In Washington, Kennedy acted as if he already knew about Khrushchev’s change of heart. JFK went ahead in ordering NASA to begin work on a joint U.S.-Soviet lunar mission. On November 12, 1963, JFK issued his National Security Action Memorandum 271, ordering NASA to implement “my September 20 proposal for broader cooperation between the United States and the USSR in outer space, including cooperation in lunar landing programs.”

That further visionary step to end the Cold War also died with President Kennedy. The U.S. went to the moon alone. U.S. and Soviet rockets continued to be pointed at their opposite countries rather than joined in a project that could have brought the Cold War to an end. Sergei Khrushchev said, “I think if Kennedy had lived, we would be living in a completely different world.”

So if that is the case, how does the why of his murder give us hope?

At the climax of his presidency in the missile crisis, John Kennedy turned a corner. Although JFK was already in conflict with his national security managers, the missile crisis was the breaking point. At that most critical moment for us all, he turned from the remaining control his security managers had over him toward a deeper ethic, a deeper vision in which the fate of the earth became his priority. Without losing sight of our own best hopes in this country, he began to home in, with his new partner, Nikita Khrushchev, on the hope of peace for everyone on this earth—Russians, Americans, Cubans, Vietnamese, Indonesians, everyone—no exceptions. He made that commitment to life at the cost of his own.

What a transforming story that is.

And what a propaganda campaign has been waged to keep us Americans from understanding that story, from telling it, and from re-telling it to our children and grandchildren.

Because that’s a story whose telling can transform a nation. But when a nation is under the continuing domination of an idol, namely war, it is a story that will be covered up. When the story can liberate us from our idolatry of war, then the worshippers of the idol are going to do everything they can to keep the story from being told. From the standpoint of a belief that war is the ultimate power, that’s too dangerous a story. It’s a subversive story. It shows a different kind of security than always being ready to go to war.
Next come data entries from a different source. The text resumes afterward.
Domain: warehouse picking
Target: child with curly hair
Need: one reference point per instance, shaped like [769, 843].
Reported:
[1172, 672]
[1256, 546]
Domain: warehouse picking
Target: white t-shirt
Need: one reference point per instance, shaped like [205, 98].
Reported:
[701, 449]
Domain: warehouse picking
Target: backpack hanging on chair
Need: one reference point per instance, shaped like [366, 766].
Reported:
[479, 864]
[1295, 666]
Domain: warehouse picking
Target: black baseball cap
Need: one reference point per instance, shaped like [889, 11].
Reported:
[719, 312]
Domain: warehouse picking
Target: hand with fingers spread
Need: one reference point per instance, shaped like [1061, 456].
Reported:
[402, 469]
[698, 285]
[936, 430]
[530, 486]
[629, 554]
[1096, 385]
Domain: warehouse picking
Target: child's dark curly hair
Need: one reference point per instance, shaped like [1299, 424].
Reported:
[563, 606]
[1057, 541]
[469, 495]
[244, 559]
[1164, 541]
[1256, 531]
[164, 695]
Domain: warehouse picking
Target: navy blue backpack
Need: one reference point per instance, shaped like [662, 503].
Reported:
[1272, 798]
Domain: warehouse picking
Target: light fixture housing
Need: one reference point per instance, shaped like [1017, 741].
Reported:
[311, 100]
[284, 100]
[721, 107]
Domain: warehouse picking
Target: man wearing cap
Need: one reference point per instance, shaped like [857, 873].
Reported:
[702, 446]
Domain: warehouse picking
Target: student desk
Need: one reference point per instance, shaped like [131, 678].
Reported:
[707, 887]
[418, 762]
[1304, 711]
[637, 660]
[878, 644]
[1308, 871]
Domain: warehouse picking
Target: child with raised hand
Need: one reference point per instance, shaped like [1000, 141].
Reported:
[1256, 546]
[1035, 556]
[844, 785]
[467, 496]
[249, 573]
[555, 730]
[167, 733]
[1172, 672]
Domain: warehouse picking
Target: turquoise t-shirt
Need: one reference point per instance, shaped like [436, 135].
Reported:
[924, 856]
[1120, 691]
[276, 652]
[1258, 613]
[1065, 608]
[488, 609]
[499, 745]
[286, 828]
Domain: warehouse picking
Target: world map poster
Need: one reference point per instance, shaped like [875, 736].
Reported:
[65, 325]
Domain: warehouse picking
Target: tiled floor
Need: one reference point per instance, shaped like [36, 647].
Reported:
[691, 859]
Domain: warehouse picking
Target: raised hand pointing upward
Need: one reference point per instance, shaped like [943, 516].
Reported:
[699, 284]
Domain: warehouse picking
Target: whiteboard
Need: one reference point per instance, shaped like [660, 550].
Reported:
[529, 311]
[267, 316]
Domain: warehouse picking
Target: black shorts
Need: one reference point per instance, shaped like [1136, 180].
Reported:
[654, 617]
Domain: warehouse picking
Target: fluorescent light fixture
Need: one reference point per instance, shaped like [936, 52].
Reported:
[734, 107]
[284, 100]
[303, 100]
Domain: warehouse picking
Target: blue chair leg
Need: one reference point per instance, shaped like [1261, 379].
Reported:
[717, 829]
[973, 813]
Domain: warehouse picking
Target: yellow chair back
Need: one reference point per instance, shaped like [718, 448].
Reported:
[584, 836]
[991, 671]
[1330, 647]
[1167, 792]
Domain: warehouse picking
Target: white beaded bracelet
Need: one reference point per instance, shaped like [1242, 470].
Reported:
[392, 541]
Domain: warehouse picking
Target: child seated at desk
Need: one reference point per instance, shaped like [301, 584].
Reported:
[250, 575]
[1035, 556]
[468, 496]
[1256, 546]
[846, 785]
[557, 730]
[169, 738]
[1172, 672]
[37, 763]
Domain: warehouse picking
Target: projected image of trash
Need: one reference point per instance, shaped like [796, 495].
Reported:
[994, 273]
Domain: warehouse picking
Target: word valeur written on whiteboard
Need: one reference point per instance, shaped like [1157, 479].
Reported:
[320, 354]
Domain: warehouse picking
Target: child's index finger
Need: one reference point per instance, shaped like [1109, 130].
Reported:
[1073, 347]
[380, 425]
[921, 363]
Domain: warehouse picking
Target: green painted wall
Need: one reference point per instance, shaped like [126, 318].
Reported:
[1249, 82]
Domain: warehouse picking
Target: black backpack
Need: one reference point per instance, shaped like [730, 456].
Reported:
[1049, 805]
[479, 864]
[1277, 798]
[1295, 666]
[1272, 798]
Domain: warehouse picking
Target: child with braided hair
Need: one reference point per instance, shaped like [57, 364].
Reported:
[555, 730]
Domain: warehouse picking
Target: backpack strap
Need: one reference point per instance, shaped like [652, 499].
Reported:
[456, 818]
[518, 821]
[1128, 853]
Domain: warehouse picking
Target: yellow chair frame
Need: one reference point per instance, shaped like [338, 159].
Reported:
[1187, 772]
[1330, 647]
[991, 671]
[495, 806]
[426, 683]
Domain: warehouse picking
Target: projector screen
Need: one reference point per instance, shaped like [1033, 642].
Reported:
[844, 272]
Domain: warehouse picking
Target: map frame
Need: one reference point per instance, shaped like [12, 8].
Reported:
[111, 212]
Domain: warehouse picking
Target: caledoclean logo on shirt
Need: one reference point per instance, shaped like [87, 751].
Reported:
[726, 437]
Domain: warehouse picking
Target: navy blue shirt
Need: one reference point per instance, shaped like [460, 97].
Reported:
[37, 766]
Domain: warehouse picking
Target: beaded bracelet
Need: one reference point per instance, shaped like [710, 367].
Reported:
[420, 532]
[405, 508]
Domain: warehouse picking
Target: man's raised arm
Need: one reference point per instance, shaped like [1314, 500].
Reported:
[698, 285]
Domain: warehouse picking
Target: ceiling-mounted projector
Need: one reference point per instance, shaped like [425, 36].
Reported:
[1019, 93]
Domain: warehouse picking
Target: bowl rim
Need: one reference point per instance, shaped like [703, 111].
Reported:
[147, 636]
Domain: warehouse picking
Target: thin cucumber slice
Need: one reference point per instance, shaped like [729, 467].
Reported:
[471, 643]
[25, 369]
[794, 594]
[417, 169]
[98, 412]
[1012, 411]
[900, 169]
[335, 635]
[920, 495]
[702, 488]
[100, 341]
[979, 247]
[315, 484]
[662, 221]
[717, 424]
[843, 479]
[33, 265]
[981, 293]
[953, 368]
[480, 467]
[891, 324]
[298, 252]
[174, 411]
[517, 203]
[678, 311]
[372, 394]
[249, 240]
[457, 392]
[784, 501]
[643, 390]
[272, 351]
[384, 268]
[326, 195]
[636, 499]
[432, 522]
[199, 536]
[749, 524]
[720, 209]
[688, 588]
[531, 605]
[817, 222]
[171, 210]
It’s unbelievable—or we’re supposed to think it is—that a president was murdered by our own government agencies because he was seeking a more stable peace than relying on nuclear weapons. It’s unspeakable. For the sake of a nation that must always be preparing for war, that story must not be told. If it were, we might learn that peace is possible without making war. We might even learn there is a force more powerful than war. How unthinkable! But how necessary if life on earth is to continue.

That is why it is so hopeful for us to confront the unspeakable and to tell the transforming story of a man of courage, President John F. Kennedy. It is a story ultimately not of death but of life—all our lives. In the end, it is not so much a story of one man as it is a story of peacemaking when the chips are down. That story is our story, a story of hope.

I believe it is a providential fact that the anniversary of President Kennedy’s assassination always falls around Thanksgiving, and periodically on that very day. Thanksgiving is a beautiful time of year, with autumn leaves falling to create new life. Creation is alive, as the season turns. The earth is alive. It is not a radioactive wasteland. We can give special thanks for that. The fact that we are still living—that the human family is still alive with a fighting chance for survival, and for much more than that—is reason for gratitude to a peacemaking president, and to the unlikely alliance he forged with his enemy. So let us give thanks for John F. Kennedy, and for his partner in peacemaking, Nikita Khrushchev.

Their story is our story, a story of the courage to turn toward the truth. Let us remember what Gandhi said that turned theology on its head. He said truth is God. That is the truth: Truth is God. We can discover the truth and live it out. There is nothing more powerful than the truth. The truth will set us free.